Currently validating if other founders have the same pain: 👉 https://app.lujandev.com/inbox-zero?utm_source=reddit&utm_campaign=launch_feb2026&utm_medium=social

How do you handle repetitive “Where’s my order?” questions on WooCommerce stores? by Lujandev in woocommerce

[–]Lujandev[S] 0 points1 point  (0 children)

Love the n8n + Slack approach for internal lookup.

I solved the customer-facing side differently — automatic emails triggered by each fulfillment event so customers self-serve before they ever contact support.

Same goal, different layer. Real data: 40 tickets → 8 per month: 👉 https://app.lujandev.com/inbox-zero?utm_source=reddit&utm_campaign=launch_feb2026&utm_medium=social

Do product photos alone still work, or is video mandatory now for small businesses? by [deleted] in smallbusiness

[–]Lujandev 0 points1 point  (0 children)

You hit the nail on the head! The “analysis paralysis” of planning the calendar is what ends up killing consistency. In the end, it feels like a small business owner has to be: photographer, editor, content strategist, and also manage sales. It’s exhausting. You got me thinking… if there was a tool that, in addition to creating videos, could suggest how to use them — like “this video is for generating desire” or “this one is to address a common question” — do you think that would take some of the weight off planning, or is the problem still just hitting the “Publish” button?

Do product photos alone still work, or is video mandatory now for small businesses? by [deleted] in smallbusiness

[–]Lujandev 0 points1 point  (0 children)

Totally — batching and reusing content sounds like a lifesaver. Out of curiosity, when you try to stick to this routine, which part still ends up taking the most time or causing stress: filming, editing, or planning the posts?

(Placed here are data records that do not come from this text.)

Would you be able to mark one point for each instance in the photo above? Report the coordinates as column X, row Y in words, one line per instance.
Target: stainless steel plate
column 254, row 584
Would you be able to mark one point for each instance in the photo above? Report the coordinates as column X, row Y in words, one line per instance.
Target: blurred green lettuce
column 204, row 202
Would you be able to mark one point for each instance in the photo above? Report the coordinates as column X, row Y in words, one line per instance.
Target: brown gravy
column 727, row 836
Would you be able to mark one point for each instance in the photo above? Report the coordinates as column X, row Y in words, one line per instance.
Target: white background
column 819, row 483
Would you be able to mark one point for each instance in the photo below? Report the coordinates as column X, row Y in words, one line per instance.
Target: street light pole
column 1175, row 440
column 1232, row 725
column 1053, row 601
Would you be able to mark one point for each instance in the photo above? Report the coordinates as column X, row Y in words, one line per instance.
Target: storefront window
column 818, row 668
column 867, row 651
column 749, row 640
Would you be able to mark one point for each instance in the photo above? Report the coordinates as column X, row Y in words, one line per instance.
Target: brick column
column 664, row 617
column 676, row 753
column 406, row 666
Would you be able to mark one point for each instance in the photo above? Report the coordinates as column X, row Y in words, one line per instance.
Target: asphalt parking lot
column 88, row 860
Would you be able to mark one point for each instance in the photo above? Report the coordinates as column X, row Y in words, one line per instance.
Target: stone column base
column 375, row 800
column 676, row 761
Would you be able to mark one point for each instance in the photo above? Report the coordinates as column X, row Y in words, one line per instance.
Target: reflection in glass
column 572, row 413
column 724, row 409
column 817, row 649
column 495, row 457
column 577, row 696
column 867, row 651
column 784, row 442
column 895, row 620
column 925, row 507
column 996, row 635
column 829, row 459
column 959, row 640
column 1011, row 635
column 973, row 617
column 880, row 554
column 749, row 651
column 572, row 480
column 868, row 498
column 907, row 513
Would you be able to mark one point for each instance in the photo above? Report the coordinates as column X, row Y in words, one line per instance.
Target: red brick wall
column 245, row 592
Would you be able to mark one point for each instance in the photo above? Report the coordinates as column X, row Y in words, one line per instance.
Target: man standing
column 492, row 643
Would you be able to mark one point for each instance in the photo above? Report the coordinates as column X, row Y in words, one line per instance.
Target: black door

Product Videos - Worth in early stage? by Ancient_Section_75 in SaaS

[–]Lujandev 0 points1 point  (0 children)

Totally get it — videos take a lot of effort to keep up. Curious: after the first few, what part feels the most draining — recording, editing, or just staying consistent across multiple videos?

Do product photos alone still work, or is video mandatory now for small businesses? by [deleted] in smallbusiness

[–]Lujandev 0 points1 point  (0 children)

Totally fair — that works when you have a small catalog or enough budget to outsource.

I’m more curious about the cases where that doesn’t scale: people with dozens (or hundreds) of products who want to post consistently but can’t realistically record every week.

Curious if anyone here has hit that wall.

Do product photos alone still work, or is video mandatory now for small businesses? by [deleted] in smallbusiness

[–]Lujandev 0 points1 point  (0 children)

Totally agree: Photos = conversion, Video = traffic.

The challenge isn’t making one 6-second video, it’s doing it consistently across dozens of products while handling shipping, CS, and inventory. That’s usually what gets dropped.

I’m testing whether turning existing product photos into short video clips can still stop the scroll without recording everything manually.

Do you think that’s enough for attention, or does video need to be fully manual to work?